The swing creaks soothingly and he rocks, wrapped in wool and memories of the first time he'd shown the swing to Arthur. It'd been raining, and Arthur had been screaming at Eames and looked ready to punch him, accusing him of cheating and wanting to leave and various other ideas he'd been nurturing somewhere deep in his locked heart. Where he'd been for the last six hours was the topic of this wholly unexpected rant, and so Eames had grabbed him by his dangerous hand and dragged him out on the porch in the pouring rain to show him the swing he'd been sneaking off to work on for the last two weeks.
“There,” Eames had shouted back, furious and insulted and desperately in love. “That is your rival. And I'm so eager to leave you that I made us porch furniture.

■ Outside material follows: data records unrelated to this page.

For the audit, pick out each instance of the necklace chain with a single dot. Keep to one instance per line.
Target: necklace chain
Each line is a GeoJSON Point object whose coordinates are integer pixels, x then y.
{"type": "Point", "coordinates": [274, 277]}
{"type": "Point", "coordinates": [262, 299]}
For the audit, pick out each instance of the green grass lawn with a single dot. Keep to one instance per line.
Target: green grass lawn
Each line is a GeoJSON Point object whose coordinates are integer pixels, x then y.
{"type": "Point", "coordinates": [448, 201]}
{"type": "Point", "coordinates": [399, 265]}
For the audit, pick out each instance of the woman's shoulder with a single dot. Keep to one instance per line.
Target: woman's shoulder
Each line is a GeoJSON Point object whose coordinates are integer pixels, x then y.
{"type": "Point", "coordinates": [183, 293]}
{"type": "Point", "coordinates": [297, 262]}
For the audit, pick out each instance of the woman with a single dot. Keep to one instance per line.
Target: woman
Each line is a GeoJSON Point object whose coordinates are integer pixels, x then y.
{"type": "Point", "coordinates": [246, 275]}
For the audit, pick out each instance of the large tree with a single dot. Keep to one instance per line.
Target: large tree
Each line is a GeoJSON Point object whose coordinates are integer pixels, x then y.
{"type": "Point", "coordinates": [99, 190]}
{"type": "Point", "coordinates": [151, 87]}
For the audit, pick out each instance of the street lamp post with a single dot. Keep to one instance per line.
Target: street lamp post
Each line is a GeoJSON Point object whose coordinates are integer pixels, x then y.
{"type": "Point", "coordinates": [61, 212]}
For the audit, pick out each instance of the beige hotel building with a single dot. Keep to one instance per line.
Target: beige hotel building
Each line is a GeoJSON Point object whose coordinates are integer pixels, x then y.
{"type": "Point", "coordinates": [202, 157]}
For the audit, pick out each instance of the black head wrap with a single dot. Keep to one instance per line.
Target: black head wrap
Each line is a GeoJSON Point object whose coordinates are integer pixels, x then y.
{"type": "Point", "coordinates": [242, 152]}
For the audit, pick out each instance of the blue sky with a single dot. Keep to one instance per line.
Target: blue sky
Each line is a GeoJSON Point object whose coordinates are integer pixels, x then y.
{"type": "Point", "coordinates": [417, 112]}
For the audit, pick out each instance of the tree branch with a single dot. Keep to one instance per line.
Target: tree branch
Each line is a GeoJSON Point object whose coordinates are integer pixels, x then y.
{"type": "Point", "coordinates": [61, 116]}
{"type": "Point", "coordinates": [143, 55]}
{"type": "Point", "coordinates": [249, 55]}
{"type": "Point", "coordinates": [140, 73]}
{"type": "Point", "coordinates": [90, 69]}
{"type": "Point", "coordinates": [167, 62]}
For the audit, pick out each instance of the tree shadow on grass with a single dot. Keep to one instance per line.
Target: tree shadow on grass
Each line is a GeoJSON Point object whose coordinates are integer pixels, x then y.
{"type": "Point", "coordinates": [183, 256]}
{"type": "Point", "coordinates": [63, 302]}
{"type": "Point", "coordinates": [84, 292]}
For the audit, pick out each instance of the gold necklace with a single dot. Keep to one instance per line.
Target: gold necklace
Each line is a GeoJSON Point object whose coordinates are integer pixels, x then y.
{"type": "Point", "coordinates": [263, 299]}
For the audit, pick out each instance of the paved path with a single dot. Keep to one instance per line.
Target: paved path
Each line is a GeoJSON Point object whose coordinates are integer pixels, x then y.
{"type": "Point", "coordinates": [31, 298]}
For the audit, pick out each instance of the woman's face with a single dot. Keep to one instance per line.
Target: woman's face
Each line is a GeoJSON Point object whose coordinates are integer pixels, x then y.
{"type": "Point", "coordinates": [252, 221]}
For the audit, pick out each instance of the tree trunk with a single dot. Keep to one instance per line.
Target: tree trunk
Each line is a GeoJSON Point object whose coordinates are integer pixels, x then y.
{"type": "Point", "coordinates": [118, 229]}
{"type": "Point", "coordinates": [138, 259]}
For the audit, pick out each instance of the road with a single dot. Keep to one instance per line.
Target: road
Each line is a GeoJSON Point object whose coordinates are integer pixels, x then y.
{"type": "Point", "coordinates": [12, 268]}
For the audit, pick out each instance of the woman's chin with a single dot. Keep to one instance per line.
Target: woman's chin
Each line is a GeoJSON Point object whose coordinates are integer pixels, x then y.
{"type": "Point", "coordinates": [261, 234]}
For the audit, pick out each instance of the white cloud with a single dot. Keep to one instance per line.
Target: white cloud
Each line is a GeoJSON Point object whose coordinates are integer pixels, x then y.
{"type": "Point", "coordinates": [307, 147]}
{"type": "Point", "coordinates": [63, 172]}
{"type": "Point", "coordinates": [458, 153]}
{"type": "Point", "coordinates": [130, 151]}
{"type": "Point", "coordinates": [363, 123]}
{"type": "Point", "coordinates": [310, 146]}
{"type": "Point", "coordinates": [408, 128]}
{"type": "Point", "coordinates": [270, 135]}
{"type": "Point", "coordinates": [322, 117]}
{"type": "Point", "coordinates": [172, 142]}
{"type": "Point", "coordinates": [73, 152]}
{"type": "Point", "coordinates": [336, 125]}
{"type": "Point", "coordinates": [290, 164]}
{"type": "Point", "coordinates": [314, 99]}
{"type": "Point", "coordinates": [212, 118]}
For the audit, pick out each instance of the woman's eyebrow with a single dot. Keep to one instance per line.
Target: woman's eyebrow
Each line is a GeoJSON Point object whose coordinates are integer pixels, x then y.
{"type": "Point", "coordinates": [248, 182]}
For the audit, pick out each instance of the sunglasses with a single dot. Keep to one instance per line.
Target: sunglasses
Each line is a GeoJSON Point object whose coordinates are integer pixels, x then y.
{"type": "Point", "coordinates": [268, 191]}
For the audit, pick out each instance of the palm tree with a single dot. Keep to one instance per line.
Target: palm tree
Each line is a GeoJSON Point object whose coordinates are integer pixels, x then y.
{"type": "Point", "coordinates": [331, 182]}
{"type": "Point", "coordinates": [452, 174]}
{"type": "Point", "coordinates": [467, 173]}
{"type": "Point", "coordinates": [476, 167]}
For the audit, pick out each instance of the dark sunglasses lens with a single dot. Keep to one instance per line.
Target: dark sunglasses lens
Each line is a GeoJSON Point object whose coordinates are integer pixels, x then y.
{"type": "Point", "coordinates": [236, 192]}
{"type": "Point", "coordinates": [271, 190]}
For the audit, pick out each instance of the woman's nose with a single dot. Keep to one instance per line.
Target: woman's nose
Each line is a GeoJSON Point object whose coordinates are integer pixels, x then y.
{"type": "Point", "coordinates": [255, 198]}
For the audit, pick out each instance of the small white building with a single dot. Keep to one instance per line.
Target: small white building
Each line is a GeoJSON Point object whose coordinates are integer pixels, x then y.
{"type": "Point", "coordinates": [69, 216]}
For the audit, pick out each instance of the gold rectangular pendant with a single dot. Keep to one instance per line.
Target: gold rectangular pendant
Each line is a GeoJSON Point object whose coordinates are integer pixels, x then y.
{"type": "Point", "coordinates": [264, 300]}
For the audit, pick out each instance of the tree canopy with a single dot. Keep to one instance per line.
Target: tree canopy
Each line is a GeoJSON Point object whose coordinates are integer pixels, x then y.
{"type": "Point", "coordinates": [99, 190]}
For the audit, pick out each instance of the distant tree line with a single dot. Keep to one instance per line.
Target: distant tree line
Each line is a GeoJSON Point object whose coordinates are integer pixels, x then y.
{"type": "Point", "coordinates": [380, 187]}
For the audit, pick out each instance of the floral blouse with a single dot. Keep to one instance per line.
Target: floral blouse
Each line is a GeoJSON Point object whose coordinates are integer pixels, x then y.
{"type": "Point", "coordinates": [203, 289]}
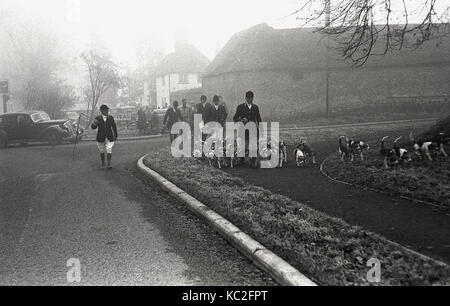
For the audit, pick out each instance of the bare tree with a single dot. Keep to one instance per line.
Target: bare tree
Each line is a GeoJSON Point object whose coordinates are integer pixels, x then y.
{"type": "Point", "coordinates": [360, 29]}
{"type": "Point", "coordinates": [103, 75]}
{"type": "Point", "coordinates": [31, 60]}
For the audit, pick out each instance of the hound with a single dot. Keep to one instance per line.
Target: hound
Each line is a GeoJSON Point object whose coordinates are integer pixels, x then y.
{"type": "Point", "coordinates": [422, 147]}
{"type": "Point", "coordinates": [440, 140]}
{"type": "Point", "coordinates": [282, 149]}
{"type": "Point", "coordinates": [387, 154]}
{"type": "Point", "coordinates": [307, 151]}
{"type": "Point", "coordinates": [345, 150]}
{"type": "Point", "coordinates": [300, 157]}
{"type": "Point", "coordinates": [358, 147]}
{"type": "Point", "coordinates": [402, 155]}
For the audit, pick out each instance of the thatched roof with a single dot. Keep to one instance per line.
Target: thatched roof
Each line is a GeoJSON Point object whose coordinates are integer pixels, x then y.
{"type": "Point", "coordinates": [262, 48]}
{"type": "Point", "coordinates": [186, 59]}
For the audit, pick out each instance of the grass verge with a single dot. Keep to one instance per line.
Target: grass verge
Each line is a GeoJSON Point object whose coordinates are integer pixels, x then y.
{"type": "Point", "coordinates": [326, 249]}
{"type": "Point", "coordinates": [421, 180]}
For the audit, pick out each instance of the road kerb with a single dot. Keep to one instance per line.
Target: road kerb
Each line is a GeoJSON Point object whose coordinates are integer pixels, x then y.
{"type": "Point", "coordinates": [280, 270]}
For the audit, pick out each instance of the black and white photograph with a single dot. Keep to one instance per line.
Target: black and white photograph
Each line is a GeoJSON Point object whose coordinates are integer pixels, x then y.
{"type": "Point", "coordinates": [224, 152]}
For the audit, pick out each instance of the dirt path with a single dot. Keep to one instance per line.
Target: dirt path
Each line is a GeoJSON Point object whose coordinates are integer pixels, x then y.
{"type": "Point", "coordinates": [422, 228]}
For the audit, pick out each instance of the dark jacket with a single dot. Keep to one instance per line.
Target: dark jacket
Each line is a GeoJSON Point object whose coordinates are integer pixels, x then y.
{"type": "Point", "coordinates": [252, 114]}
{"type": "Point", "coordinates": [171, 118]}
{"type": "Point", "coordinates": [219, 115]}
{"type": "Point", "coordinates": [106, 129]}
{"type": "Point", "coordinates": [205, 111]}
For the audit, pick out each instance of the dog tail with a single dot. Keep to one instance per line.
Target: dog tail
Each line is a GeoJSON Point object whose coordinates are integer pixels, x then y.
{"type": "Point", "coordinates": [398, 139]}
{"type": "Point", "coordinates": [383, 141]}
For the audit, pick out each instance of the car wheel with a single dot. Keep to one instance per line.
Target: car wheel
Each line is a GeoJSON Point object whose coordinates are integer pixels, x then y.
{"type": "Point", "coordinates": [54, 138]}
{"type": "Point", "coordinates": [3, 140]}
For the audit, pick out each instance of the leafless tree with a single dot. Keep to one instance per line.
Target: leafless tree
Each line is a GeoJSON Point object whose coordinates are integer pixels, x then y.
{"type": "Point", "coordinates": [360, 29]}
{"type": "Point", "coordinates": [103, 75]}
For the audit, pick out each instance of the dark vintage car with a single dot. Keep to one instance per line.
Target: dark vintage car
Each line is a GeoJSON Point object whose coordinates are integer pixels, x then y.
{"type": "Point", "coordinates": [28, 126]}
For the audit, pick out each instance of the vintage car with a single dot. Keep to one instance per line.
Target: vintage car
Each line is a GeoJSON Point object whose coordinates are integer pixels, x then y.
{"type": "Point", "coordinates": [28, 126]}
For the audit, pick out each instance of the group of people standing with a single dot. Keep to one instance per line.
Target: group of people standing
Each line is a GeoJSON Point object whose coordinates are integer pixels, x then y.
{"type": "Point", "coordinates": [215, 112]}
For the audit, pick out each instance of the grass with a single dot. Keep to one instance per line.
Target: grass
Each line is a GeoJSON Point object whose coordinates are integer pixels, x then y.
{"type": "Point", "coordinates": [326, 249]}
{"type": "Point", "coordinates": [427, 181]}
{"type": "Point", "coordinates": [421, 180]}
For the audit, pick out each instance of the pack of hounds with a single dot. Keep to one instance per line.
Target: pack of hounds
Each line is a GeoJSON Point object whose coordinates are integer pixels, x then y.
{"type": "Point", "coordinates": [396, 154]}
{"type": "Point", "coordinates": [302, 154]}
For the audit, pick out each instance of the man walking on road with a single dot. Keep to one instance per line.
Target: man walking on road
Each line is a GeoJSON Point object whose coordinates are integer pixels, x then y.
{"type": "Point", "coordinates": [172, 116]}
{"type": "Point", "coordinates": [205, 109]}
{"type": "Point", "coordinates": [106, 135]}
{"type": "Point", "coordinates": [187, 115]}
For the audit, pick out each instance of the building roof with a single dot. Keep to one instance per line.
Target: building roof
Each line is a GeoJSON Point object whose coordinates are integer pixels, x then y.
{"type": "Point", "coordinates": [185, 59]}
{"type": "Point", "coordinates": [262, 48]}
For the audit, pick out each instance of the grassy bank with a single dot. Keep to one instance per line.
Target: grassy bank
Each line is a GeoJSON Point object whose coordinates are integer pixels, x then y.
{"type": "Point", "coordinates": [422, 180]}
{"type": "Point", "coordinates": [326, 249]}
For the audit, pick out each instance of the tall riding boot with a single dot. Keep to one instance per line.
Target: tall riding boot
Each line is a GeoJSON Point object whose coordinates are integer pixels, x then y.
{"type": "Point", "coordinates": [102, 157]}
{"type": "Point", "coordinates": [108, 161]}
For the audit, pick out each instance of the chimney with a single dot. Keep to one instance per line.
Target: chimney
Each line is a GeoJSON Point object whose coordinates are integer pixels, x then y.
{"type": "Point", "coordinates": [181, 41]}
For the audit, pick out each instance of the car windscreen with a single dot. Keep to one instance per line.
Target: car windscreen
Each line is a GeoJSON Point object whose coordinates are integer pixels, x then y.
{"type": "Point", "coordinates": [36, 117]}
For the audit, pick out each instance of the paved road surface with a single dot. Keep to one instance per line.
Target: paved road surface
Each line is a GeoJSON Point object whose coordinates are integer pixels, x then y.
{"type": "Point", "coordinates": [123, 229]}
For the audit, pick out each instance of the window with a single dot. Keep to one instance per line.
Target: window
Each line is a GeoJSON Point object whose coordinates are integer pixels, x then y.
{"type": "Point", "coordinates": [10, 121]}
{"type": "Point", "coordinates": [41, 116]}
{"type": "Point", "coordinates": [183, 78]}
{"type": "Point", "coordinates": [23, 120]}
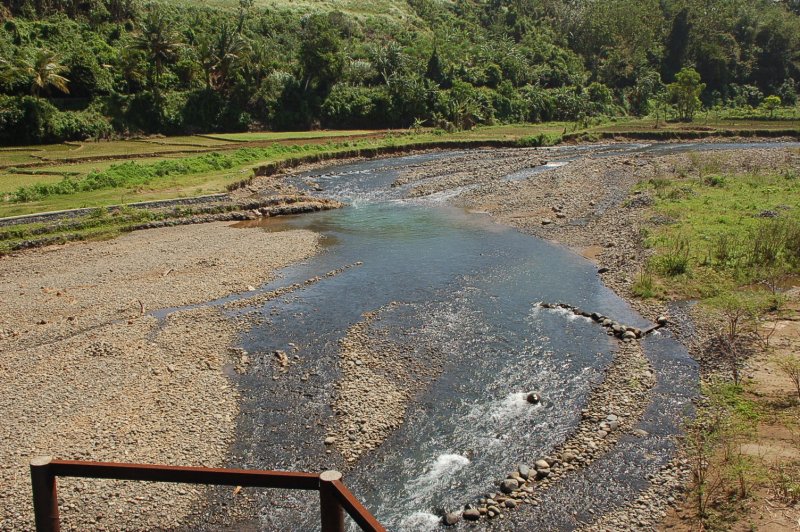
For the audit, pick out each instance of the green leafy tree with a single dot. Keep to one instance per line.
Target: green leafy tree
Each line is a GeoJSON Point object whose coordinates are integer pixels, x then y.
{"type": "Point", "coordinates": [159, 41]}
{"type": "Point", "coordinates": [685, 93]}
{"type": "Point", "coordinates": [387, 59]}
{"type": "Point", "coordinates": [220, 54]}
{"type": "Point", "coordinates": [770, 104]}
{"type": "Point", "coordinates": [321, 55]}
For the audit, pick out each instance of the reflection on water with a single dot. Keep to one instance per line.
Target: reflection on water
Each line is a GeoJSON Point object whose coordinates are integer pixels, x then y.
{"type": "Point", "coordinates": [468, 289]}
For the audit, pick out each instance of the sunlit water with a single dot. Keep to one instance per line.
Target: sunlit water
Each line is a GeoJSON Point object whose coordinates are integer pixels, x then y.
{"type": "Point", "coordinates": [467, 288]}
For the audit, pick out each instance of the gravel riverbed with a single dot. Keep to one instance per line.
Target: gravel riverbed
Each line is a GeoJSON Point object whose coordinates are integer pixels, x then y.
{"type": "Point", "coordinates": [87, 373]}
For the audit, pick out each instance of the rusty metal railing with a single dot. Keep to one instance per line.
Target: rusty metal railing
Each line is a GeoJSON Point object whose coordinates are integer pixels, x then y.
{"type": "Point", "coordinates": [335, 498]}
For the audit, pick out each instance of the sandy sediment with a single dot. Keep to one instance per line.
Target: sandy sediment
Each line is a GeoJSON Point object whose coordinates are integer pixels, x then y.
{"type": "Point", "coordinates": [380, 376]}
{"type": "Point", "coordinates": [88, 374]}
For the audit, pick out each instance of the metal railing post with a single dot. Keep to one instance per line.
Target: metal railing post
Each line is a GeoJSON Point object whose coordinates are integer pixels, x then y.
{"type": "Point", "coordinates": [331, 511]}
{"type": "Point", "coordinates": [45, 496]}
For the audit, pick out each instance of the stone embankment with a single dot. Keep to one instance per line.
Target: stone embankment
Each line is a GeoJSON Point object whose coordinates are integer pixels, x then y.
{"type": "Point", "coordinates": [613, 408]}
{"type": "Point", "coordinates": [68, 229]}
{"type": "Point", "coordinates": [89, 374]}
{"type": "Point", "coordinates": [380, 376]}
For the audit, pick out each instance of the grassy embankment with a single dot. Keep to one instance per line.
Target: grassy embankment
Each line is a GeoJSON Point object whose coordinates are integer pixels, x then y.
{"type": "Point", "coordinates": [98, 174]}
{"type": "Point", "coordinates": [731, 241]}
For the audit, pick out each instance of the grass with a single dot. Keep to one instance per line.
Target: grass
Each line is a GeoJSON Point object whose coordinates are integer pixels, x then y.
{"type": "Point", "coordinates": [78, 161]}
{"type": "Point", "coordinates": [287, 135]}
{"type": "Point", "coordinates": [399, 12]}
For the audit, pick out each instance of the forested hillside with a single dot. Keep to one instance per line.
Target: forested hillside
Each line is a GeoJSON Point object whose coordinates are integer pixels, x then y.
{"type": "Point", "coordinates": [75, 69]}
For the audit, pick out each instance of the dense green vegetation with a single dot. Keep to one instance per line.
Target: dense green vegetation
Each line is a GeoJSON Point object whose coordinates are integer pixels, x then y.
{"type": "Point", "coordinates": [100, 68]}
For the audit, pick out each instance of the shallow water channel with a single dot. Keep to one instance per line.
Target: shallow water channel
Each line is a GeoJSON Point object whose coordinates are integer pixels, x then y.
{"type": "Point", "coordinates": [464, 288]}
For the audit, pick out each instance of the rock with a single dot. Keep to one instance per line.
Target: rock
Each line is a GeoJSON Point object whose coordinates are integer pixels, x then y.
{"type": "Point", "coordinates": [508, 485]}
{"type": "Point", "coordinates": [471, 514]}
{"type": "Point", "coordinates": [451, 518]}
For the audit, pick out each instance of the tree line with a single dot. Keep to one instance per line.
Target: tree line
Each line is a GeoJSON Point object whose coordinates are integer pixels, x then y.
{"type": "Point", "coordinates": [73, 69]}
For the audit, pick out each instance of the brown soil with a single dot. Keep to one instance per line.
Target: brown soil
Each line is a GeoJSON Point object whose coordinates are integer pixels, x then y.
{"type": "Point", "coordinates": [87, 373]}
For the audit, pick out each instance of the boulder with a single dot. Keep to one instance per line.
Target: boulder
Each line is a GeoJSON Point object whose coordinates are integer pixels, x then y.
{"type": "Point", "coordinates": [509, 485]}
{"type": "Point", "coordinates": [451, 518]}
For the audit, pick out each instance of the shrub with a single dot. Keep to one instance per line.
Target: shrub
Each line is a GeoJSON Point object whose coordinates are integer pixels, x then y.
{"type": "Point", "coordinates": [767, 242]}
{"type": "Point", "coordinates": [350, 106]}
{"type": "Point", "coordinates": [725, 248]}
{"type": "Point", "coordinates": [644, 287]}
{"type": "Point", "coordinates": [676, 260]}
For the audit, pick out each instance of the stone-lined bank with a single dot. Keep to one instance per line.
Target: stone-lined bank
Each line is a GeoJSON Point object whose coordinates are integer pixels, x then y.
{"type": "Point", "coordinates": [613, 408]}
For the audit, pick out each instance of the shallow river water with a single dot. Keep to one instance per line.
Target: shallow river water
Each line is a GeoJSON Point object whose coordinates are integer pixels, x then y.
{"type": "Point", "coordinates": [465, 288]}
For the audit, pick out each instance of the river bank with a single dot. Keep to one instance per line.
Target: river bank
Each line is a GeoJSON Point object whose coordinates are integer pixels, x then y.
{"type": "Point", "coordinates": [593, 207]}
{"type": "Point", "coordinates": [589, 205]}
{"type": "Point", "coordinates": [89, 374]}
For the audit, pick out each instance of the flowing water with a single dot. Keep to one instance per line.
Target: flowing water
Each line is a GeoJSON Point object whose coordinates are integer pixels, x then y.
{"type": "Point", "coordinates": [466, 289]}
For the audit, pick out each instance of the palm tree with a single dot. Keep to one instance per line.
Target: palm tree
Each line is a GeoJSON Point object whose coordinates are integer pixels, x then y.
{"type": "Point", "coordinates": [43, 70]}
{"type": "Point", "coordinates": [220, 55]}
{"type": "Point", "coordinates": [158, 40]}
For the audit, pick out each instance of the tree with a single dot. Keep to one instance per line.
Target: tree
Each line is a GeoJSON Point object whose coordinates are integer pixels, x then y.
{"type": "Point", "coordinates": [770, 104]}
{"type": "Point", "coordinates": [435, 69]}
{"type": "Point", "coordinates": [388, 60]}
{"type": "Point", "coordinates": [158, 40]}
{"type": "Point", "coordinates": [685, 93]}
{"type": "Point", "coordinates": [789, 365]}
{"type": "Point", "coordinates": [43, 70]}
{"type": "Point", "coordinates": [321, 54]}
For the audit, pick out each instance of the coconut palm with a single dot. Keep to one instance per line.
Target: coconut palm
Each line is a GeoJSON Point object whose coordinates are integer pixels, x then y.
{"type": "Point", "coordinates": [158, 40]}
{"type": "Point", "coordinates": [43, 70]}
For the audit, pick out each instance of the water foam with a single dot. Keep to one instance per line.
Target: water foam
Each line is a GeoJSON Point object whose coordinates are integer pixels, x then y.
{"type": "Point", "coordinates": [444, 466]}
{"type": "Point", "coordinates": [420, 521]}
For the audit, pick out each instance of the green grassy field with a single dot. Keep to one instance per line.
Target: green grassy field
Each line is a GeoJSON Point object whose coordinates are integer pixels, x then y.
{"type": "Point", "coordinates": [725, 231]}
{"type": "Point", "coordinates": [50, 164]}
{"type": "Point", "coordinates": [399, 11]}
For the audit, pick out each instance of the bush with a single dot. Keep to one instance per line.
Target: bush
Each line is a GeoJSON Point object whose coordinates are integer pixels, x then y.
{"type": "Point", "coordinates": [80, 125]}
{"type": "Point", "coordinates": [25, 120]}
{"type": "Point", "coordinates": [350, 106]}
{"type": "Point", "coordinates": [676, 260]}
{"type": "Point", "coordinates": [767, 242]}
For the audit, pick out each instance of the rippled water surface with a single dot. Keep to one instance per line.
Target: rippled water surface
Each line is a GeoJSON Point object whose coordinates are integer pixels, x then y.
{"type": "Point", "coordinates": [466, 288]}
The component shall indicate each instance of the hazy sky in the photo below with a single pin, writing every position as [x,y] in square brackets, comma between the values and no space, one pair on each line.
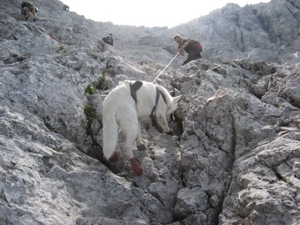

Congratulations on figuring me out, now kindly sod off while I go meet my dozens of paramours at the airport.”
And Arthur had been utterly bewildered. His face had wrinkled up in what was an unfairly adorable expression of confusion as he stared at the swing as if it were some kind of dream anomaly. He had, at least, stopped ranting and accusing, and Eames had suddenly known that he would do anything, anything at all for him, build him a castle or take up Judaism or promise to never ever look at another man again as long as he lived, just to see his face in all its shades of wonder.
“Darling,” he'd said then, and dropped to one knee. “Please promise to yell in jealous rage only at me, for as long as we both shall live, and I will stay with you when you are old and disgusting, and feed you baby food from small jars and change your bed linens when you are sick and make you so happy until then that you won't mind getting old.”
Now Arthur comes out onto the porch shivering in his light clothes, a California boy who thinks he belongs on the East coast, but never remembers to wear a jumper. He glances at the clouds but makes a beeline toward Eames, creeping in under the edge of the blanket Eames lifts for him, wrapping both Eames and the wool around himself with a contented sigh. The edge of the afghan curling against Arthur's neck happens to be a peacock blue, and it makes Eames happy to see him in such a color. One day, he'll convince his love to wear something truly shocking, bright red or pink or yellow, and he'll know that Arthur is finally, perfectly his.
Until that day, he will do what he does now, and pull Arthur close against the growing chill, listening to the thunder rolling across the land from a safe haven in a beautiful corner of the world.
"Be thou the rainbow in the storms of life. The evening beam that smiles the clouds away, and tints tomorrow with prophetic ray."